So I was working on rich, which is basically static content in the terminal, but people were starting to want to build applications with it. And I resisted for a while because, you know, I wanted to reclaim some spare time. But then I saw what people were building with it and they were actually attempting more full screen applications, and I thought, wow. This is so much more promising compared to libraries we used to use.
Is this like curses?
It's exactly like that. Curses was how people wrote these libraries. But they haven't moved on much since the 90’s.
It’s very hard to use. You have to be very motivated to build things with it. And I experimented with Textualize to see if I could build some kind of application library which did a better job. And I proved to myself after a few months that yeah, it can be a lot easier. And that was how it started.
So the idea is we built this application platform which people can build these libraries very quickly, faster than web apps, and you can distribute them in the terminal, but you can also turn them into web apps if you’d like. That’s what Textualize is based on.

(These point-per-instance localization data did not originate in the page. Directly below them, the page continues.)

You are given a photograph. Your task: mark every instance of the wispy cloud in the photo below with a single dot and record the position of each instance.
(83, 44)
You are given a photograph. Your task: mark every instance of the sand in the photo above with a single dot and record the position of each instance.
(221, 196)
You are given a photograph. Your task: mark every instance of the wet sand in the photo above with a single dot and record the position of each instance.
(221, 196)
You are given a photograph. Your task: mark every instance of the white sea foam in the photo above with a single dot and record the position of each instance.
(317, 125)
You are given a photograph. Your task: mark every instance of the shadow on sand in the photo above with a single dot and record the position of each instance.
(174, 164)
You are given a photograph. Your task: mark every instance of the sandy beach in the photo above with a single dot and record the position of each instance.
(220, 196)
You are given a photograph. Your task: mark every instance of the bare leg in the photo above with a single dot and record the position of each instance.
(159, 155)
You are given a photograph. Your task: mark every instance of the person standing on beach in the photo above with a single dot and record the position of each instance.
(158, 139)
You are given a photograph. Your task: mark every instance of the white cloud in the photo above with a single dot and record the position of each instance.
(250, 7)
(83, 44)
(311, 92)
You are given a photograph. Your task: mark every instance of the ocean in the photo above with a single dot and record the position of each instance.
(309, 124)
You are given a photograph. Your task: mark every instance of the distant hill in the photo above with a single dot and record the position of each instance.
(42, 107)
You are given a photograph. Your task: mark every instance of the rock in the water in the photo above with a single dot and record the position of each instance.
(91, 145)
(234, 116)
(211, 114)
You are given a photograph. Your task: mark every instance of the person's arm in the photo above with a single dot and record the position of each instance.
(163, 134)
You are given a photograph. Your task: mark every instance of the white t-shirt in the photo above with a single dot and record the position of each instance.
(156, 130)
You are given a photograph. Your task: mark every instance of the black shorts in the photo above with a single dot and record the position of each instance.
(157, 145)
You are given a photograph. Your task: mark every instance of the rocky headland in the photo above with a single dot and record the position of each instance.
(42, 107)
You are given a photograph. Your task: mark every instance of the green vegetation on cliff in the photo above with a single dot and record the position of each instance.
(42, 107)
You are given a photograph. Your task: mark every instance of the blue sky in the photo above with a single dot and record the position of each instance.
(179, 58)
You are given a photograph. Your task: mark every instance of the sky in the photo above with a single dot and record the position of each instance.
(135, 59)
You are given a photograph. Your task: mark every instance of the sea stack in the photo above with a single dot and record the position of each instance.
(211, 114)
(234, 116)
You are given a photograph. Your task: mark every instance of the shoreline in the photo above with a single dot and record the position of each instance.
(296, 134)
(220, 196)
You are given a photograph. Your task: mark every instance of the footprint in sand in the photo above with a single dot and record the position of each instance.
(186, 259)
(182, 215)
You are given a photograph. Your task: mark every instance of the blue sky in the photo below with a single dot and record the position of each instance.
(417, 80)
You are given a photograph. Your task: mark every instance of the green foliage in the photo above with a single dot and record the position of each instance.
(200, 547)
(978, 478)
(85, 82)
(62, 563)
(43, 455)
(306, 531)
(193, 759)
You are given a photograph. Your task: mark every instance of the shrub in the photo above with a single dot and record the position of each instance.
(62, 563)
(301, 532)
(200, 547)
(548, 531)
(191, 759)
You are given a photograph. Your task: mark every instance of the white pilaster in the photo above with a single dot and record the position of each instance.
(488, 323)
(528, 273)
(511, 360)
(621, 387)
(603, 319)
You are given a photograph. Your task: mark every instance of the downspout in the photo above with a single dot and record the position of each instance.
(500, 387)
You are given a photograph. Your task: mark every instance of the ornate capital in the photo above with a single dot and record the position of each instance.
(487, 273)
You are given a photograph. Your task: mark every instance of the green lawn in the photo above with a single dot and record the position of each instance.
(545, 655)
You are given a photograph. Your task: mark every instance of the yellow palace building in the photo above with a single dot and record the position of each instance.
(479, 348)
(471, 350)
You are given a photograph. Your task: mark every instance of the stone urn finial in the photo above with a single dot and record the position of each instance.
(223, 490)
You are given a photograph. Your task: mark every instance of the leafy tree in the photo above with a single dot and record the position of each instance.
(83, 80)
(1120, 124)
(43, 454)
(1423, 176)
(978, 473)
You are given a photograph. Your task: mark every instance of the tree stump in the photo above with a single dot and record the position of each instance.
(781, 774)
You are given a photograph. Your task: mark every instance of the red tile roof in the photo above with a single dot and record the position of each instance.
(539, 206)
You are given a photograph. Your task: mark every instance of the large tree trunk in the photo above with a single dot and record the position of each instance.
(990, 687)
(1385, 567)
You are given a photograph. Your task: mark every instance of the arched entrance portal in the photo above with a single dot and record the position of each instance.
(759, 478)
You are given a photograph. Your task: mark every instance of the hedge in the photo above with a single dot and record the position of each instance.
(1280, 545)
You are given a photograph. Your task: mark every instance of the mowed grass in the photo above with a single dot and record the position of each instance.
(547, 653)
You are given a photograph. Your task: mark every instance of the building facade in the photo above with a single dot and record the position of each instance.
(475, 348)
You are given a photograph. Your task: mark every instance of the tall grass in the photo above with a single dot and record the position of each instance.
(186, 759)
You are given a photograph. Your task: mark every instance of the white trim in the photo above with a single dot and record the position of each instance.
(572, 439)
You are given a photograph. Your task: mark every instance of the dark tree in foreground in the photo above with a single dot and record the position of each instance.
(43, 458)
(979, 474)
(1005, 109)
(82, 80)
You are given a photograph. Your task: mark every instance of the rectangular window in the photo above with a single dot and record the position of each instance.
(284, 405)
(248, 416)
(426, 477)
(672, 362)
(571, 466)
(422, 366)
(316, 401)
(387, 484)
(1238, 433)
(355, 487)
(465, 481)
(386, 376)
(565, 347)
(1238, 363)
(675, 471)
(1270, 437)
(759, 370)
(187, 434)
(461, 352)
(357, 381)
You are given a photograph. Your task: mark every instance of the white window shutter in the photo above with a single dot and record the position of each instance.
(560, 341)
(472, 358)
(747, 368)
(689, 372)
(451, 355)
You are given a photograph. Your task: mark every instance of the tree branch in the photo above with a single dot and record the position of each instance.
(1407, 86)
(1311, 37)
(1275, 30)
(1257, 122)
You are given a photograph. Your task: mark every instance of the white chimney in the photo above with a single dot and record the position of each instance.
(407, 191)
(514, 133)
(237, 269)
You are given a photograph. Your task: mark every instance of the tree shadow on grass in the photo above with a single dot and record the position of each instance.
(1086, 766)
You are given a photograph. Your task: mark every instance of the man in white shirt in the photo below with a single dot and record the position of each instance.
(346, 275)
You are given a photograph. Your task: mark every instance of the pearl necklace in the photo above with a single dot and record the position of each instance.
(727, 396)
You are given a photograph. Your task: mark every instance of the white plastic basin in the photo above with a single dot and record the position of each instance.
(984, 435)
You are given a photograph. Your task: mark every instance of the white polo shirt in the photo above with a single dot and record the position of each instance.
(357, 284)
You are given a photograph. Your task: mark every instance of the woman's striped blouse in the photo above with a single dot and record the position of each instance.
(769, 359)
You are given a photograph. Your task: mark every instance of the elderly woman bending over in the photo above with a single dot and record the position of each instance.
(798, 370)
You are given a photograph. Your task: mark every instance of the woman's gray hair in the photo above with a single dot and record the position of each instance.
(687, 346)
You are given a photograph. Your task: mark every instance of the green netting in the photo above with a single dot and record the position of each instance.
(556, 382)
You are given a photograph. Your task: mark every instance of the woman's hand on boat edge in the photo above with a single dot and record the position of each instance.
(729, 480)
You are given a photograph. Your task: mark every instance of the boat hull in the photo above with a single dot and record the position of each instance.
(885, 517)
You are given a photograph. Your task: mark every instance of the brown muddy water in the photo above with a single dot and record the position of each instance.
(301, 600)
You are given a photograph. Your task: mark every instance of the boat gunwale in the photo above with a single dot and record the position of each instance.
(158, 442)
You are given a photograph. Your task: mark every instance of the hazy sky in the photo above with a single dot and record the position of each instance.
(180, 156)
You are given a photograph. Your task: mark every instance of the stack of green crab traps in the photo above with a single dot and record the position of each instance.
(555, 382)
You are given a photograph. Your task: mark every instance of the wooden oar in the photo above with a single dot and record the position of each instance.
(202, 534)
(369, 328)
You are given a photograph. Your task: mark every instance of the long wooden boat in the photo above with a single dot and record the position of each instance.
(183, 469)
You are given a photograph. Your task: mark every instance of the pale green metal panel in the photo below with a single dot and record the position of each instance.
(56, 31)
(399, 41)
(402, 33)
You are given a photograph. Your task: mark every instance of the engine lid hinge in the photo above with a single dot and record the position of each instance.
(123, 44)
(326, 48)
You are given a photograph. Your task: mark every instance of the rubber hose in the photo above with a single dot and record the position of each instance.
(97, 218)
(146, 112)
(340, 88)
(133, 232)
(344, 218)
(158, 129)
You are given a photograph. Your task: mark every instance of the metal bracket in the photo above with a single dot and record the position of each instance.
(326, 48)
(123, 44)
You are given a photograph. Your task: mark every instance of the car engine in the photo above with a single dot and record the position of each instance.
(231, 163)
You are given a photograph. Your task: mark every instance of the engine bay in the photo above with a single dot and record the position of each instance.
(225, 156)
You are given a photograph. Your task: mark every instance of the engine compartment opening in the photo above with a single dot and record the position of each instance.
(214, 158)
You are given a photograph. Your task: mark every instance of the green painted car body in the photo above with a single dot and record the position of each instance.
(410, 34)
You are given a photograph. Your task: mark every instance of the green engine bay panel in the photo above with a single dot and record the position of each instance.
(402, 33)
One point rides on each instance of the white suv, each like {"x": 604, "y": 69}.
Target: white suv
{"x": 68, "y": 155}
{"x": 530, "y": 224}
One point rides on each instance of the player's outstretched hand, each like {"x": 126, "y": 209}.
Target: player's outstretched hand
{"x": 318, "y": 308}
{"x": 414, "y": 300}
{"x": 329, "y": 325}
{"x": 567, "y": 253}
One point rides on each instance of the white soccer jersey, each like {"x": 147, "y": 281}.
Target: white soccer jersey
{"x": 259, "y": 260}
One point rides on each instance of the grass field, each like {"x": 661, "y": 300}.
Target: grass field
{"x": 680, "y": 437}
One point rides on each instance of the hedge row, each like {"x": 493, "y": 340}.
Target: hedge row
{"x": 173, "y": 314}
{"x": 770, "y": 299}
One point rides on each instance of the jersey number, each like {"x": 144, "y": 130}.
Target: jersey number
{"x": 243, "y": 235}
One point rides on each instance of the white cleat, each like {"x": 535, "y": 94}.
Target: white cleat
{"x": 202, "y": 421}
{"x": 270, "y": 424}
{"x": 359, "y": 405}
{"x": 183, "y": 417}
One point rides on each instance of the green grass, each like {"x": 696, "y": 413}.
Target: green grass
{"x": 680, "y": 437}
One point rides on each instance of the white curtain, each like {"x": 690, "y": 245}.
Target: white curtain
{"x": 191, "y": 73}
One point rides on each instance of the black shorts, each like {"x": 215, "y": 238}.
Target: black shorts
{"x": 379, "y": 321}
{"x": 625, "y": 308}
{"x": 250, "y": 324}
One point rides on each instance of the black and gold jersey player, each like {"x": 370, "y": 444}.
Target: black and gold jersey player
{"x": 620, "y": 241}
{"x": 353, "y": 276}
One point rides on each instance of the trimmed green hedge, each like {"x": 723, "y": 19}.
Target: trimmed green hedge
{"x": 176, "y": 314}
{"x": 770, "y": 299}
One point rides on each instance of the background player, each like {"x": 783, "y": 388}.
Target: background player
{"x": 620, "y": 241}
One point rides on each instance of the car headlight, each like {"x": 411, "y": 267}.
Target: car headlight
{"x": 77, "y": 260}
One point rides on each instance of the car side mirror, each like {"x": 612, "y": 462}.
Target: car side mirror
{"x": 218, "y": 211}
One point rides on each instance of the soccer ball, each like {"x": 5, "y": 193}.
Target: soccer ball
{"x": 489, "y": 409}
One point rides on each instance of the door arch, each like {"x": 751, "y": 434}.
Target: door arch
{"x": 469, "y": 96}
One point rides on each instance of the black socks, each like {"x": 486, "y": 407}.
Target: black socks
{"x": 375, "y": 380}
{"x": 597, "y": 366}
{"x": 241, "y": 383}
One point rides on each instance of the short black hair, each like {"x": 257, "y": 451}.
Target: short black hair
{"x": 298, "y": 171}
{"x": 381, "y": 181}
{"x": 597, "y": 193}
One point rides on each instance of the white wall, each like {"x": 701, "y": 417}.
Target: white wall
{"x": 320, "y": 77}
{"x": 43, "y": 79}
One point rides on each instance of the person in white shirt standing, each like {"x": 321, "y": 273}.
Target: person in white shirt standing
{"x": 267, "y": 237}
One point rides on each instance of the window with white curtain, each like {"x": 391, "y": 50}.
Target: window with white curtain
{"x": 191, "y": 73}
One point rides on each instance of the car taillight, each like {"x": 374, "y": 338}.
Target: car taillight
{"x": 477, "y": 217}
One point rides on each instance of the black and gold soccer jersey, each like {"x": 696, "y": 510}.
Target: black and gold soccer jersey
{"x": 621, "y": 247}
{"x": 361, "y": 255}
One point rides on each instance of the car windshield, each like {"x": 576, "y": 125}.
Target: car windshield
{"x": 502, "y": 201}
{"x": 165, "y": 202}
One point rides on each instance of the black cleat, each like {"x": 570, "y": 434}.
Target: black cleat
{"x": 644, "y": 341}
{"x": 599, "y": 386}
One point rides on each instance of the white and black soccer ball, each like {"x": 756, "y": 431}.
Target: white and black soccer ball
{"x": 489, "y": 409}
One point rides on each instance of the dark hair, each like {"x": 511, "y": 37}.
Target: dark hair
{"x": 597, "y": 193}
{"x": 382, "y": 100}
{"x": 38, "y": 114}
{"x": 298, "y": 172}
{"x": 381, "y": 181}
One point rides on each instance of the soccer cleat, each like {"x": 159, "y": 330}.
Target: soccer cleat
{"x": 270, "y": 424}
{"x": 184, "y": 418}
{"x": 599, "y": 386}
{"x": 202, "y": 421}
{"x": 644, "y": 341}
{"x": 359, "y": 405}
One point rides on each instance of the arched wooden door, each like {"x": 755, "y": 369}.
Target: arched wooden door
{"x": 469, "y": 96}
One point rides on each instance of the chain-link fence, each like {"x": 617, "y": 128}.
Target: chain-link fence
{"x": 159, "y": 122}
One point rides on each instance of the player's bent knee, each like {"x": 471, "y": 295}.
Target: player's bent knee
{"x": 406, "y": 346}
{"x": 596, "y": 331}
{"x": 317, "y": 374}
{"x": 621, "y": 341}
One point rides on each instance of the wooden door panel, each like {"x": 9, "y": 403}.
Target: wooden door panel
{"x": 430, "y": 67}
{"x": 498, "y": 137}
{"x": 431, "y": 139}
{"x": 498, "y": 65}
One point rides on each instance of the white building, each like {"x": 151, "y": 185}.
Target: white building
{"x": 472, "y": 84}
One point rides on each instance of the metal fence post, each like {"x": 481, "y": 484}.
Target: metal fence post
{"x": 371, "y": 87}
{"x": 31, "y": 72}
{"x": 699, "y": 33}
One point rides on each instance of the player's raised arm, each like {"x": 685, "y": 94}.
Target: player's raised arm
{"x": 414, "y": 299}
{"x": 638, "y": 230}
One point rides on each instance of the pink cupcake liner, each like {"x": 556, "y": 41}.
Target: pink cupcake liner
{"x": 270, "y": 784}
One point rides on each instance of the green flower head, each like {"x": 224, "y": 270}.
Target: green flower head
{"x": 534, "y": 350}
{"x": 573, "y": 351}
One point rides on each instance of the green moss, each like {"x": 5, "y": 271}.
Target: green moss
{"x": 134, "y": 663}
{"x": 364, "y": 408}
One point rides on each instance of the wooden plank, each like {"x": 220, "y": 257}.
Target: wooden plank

How do you manage that human side of the community that you've built?
It is a lot of work. It's mostly asynchronous. In the Textualize team, we've got four developers, but there's lots of contributors and lots of people posting issues, so we try to respond. To those people, a lot of it is misunderstanding the docs, and we just point them in the right direction, but that kind of interaction is very important.
What we're working on at the moment is what you might describe as issue-based development. The issues can tell you where people are having trouble with your API, so you can focus your efforts there and refine it. It can also tell you what features they're missing, so you can build those features. And it means that you're always just ahead of what people need it for. So you can build the things that people need now rather than build the things people need in a year or two.
I think that's the strength of open source. If it's closed source, you don't have as many eyes on the code and you can't refine it as well because you've only got a handful of people looking at it for a year. When you release it, that's when you get feedback. But with open source, you get that feedback from the community and you know straight away.
Have there been any contributions from the community that just struck you as interesting or impressed you?
Yeah, with something that runs in the terminal you’d think that you’d do particularly terminal things, but not always. We had someone build a piano emulator in Textual. I've never thought someone would build that in the terminal, but it's quite cool. They've got all the keys and everything and you can click each one and it plays the MIDI music. It’s fun watching creative people take what you’ve built and do something really for themselves.
What are some other projects that you're using or you've come across that you think are really interesting right now?
There's pydantic, which got funded recently, that’s quite an interesting project. It's a data validation library that uses Python typing, so it's very easy to express in Python form. It's very natural.
There's also a project called MkDocs that's really excellent. It basically builds docs and it can extract signatures in your code and it looks really nice. It's very navigable. That's a really terrific project and he's doing amazing work.